Frequently Asked Questions: PARP Inhibition Therapy
Q: What is PARP inhibition therapy?
PARP (poly ADP-ribose polymerase) are proteins that bind to broken strands of DNA, and recruit other proteins to repair damaged DNA. PARP inhibition therapy (PARPi) targets tumors that already have a DNA repair deficiency (e.g., pathogenic variants (mutations) in BRCA1/2). By disabling the PARP mechanism for DNA repair, treatment further compromises the cell and leads to increased cell death.

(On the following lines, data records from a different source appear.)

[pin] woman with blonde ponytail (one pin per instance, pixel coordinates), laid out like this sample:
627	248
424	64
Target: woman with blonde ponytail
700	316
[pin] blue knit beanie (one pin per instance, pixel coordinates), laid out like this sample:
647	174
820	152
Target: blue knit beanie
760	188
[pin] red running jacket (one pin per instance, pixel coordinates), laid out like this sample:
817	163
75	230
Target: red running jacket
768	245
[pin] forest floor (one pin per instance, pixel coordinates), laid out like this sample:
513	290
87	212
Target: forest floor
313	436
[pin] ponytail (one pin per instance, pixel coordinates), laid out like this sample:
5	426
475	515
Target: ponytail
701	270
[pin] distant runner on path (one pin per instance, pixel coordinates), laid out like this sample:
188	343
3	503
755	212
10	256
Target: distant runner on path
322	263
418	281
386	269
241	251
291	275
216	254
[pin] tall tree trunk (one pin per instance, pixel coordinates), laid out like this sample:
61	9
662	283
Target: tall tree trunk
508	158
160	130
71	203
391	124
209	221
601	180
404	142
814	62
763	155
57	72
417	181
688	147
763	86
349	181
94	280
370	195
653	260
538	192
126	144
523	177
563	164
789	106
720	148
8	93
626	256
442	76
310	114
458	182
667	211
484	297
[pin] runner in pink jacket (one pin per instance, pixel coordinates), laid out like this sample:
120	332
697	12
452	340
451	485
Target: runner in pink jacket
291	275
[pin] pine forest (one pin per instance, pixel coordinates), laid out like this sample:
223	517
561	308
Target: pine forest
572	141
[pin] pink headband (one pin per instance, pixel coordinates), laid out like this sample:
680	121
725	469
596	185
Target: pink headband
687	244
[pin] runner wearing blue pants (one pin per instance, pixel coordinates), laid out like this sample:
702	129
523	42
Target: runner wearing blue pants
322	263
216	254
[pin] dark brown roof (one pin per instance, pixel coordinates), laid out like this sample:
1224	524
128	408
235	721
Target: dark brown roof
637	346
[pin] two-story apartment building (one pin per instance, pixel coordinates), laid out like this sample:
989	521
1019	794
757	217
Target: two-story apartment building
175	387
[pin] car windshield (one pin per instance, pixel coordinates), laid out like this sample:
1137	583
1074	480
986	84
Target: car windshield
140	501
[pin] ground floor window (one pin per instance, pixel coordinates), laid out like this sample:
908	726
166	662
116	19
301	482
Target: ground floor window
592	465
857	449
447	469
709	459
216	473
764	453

Q: Are there FDA-approved indications or guidelines for cancer treatment with PARPi?
PARPi can be used to treat certain advanced ovarian, primary peritoneum, fallopian tube, breast, pancreatic, and prostate cancers that have BRCA1/2 and other homologous recombinant repair (HRR) gene pathogenic variants. It can also be used for maintenance therapy in advanced ovarian, primary peritoneum, and fallopian tube cancers that have previously responded to platinum-based therapy, regardless of the presence of genomic variants. PARPi can also be considered for maintenance therapy in metastatic pancreatic adenocarcinomas with germline BRCA1/2 variants in certain clinical situations. Current NCCN guidelines include these recommendations. (see more details in the table below).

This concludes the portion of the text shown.